- The 20 percent import duty on U.S. apple exports into Mexico will be reduced shortly to 10 percent with the remainder ceasing once the first Mexican truck is certified to enter the U.S.
The U.S. Apple Association (USApple) commends the U.S. and Mexican governments for today’s signing of an agreement on cross-border trucking that will resolve a North American Free Trade Agreement (NAFTA) dispute. As a result, the 20 percent import duty on U.S. apple exports into Mexico will be reduced shortly to 10 percent with the remainder ceasing once the first Mexican truck is certified to enter the U.S.
We are extremely pleased to see the agreement signed,” said USApple President and CEO Nancy Foster. “Mexico is the largest export market for U.S. apple growers. This is an important step towards ending the long-standing dispute which will enhance our long-term relationship with Mexican consumers.”

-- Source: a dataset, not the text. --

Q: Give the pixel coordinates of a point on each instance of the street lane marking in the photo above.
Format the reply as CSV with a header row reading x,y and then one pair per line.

In the year prior to imposition of Mexico’s 20 percent import duty last August, the U.S. exported 11.5 million boxes (bushels) of fresh U.S. apples to Mexico worth $207 million – 27.5 percent of total U.S. apple export value. USApple filed regulatory comments with the U.S. Department of Transportation in support of the agreement. The association is also active in the Alliance to Keep U.S. Jobs, a broad business coalition which has met with officials at the Department of Transportation, the United States Trade Representative and members of Congress to urge resolution of the trade dispute.
“American apple growers will continue to encourage Congress to fully support this agreement and see it to fruition so that we can resume normal trade with Mexico,” added Foster.